Dans le détail, l’institut universitaire prévoit une hausse du nombre de chômeurs, de 38 000 unités en 2012, alors que celui-ci a diminué de 11 000 unités en 2011. Par ailleurs, après avoir augmenté de 58 000 unités l’année dernière, l’emploi ne devrait plus augmenter que de 4 600 unités en 2012. "Cette faible performance découle de la piètre croissance du PIB que nous prévoyons et du fort recul des intentions d’embauches au cours des derniers mois.
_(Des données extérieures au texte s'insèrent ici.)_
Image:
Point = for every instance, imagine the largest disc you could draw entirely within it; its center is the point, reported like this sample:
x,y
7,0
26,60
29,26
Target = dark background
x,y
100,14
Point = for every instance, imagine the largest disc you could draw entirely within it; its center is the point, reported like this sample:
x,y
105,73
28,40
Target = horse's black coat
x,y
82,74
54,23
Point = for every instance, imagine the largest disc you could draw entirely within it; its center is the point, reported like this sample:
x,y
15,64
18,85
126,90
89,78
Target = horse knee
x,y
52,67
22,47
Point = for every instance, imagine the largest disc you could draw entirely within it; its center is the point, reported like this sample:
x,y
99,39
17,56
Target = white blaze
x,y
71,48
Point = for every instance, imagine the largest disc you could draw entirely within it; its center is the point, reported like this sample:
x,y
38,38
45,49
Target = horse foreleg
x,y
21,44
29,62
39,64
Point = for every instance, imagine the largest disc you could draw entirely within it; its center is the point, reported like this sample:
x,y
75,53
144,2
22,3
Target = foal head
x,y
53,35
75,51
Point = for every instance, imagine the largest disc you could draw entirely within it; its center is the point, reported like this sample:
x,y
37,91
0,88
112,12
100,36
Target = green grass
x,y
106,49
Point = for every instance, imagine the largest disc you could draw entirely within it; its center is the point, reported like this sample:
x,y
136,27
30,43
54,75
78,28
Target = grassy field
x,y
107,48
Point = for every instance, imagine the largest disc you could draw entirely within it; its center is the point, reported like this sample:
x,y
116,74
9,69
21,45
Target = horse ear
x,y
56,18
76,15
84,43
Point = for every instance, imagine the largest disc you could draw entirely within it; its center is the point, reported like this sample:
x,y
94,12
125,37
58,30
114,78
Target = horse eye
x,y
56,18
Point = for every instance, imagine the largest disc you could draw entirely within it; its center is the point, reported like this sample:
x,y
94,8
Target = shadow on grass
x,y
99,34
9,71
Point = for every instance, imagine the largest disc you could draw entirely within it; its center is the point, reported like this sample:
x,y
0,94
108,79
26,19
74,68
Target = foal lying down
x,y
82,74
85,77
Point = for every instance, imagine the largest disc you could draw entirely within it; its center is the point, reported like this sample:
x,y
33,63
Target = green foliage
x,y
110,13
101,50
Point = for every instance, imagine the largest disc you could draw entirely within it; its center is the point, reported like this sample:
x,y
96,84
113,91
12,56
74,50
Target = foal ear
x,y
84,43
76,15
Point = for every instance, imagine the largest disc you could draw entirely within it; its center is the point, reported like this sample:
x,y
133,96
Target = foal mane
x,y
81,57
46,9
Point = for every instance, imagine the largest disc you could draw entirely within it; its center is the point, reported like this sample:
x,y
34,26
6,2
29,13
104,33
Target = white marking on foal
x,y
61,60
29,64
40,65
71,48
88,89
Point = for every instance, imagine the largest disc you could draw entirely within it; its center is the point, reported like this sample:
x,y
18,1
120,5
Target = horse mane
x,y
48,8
La dégradation du marché du travail fera grimper le taux de chômage, de 6,6 % de la population active actuellement, à 8,2 % fin 2012", commente l’Ires.

L’indice des prix à la consommation redescendrait quant à lui à 2,2% en 2012, contre 3,5% en 2011, ce qui correspond aux projections du Bureau fédéral du Plan. Compte tenu de l’objectif budgétaire fixé, le déficit budgétaire des administrations publiques serait réduit à 2,8 % du PIB en 2012. L’Ires prévoit encore une baisse des exportations (-0,6 %) et des importations (-0,4 %) de la Belgique en 2012.

Le ralentissement de l’activité se poursuit dans la plupart des grandes économies mondiales, notamment en zone euro, tandis que des "signes forts" d’amélioration sont perceptibles aux Etats-Unis et au Japon, avance pour sa part, jeudi, l’Organisation de coopération et de développement économiques. Ces indicateurs sont conçus pour anticiper les points de retournement de l’activité économique, rappelle le club des pays les plus riches de la planète. Pour les principales économies de la zone euro (Allemagne, France, Italie) ainsi que pour le Royaume-Uni, ils continuent de signaler un ralentissement de l’activité, dont le rythme est en-deçà de sa tendance de long terme.